In chronic pigmented purpura, bioflavonoids (such as rutoside) and vitamin C have shown promise in increasing capillary resistance and clearing lesions 13. For exercise-induced purpura, preventive measures like compression stockings, venoactive drugs, and topical steroids can help reduce recurrences 8.

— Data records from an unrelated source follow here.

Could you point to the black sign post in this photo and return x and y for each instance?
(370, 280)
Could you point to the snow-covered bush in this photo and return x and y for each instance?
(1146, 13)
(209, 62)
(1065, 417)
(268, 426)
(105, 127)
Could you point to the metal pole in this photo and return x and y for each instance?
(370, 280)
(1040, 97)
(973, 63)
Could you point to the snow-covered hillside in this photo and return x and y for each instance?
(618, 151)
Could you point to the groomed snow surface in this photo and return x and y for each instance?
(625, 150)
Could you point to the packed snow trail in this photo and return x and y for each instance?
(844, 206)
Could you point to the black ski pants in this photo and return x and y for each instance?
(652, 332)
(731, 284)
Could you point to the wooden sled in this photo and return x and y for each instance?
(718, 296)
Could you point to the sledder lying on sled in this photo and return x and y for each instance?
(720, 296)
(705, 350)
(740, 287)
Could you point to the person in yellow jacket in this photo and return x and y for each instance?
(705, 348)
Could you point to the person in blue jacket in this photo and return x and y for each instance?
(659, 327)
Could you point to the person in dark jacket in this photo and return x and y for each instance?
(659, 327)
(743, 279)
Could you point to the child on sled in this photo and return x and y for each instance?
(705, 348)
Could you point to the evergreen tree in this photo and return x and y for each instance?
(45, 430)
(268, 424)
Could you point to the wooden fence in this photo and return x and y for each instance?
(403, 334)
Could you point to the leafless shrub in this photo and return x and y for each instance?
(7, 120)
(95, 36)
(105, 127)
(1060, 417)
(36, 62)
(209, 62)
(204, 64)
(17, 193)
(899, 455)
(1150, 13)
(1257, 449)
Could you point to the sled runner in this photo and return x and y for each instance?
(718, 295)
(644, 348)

Treating Underlying and Contributing Conditions

Identifying and treating the underlying cause is crucial. This might involve antibiotics for infections, discontinuation of causative drugs, or replacement of deficient proteins in hereditary conditions 7 12. In drug-induced purpura, stopping the offending agent is essential 5.

Conclusion

Purpura is a complex clinical sign with a wide spectrum of underlying causes and manifestations. Early recognition, careful assessment of accompanying symptoms, and identification of the root cause are essential for effective management. Here are the main takeaways:

• Purpura manifests as non-blanching purple or red skin lesions and may be accompanied by joint, abdominal, renal, or systemic symptoms 1 3 4 7 14.
• Causes include vascular inflammation (vasculitis), platelet or coagulation disorders, infections, drugs, physical triggers, and hereditary deficiencies 1 4 5 7 12 14.
• Treatment is tailored to the underlying cause and ranges from supportive care to corticosteroids, immunosuppressants, plasma exchange, and targeted therapies 1 3 10 11 13 14.
• Prompt diagnosis and intervention are essential, especially in severe forms like TTP and purpura fulminans, to reduce the risk of complications and improve outcomes 4 7 10 12.
• Patient-centered care and multidisciplinary approaches help address both the physical and emotional impacts of purpura and its underlying causes.

By understanding the diverse presentations and causes of purpura, clinicians and patients alike can work together toward timely diagnosis and effective treatment.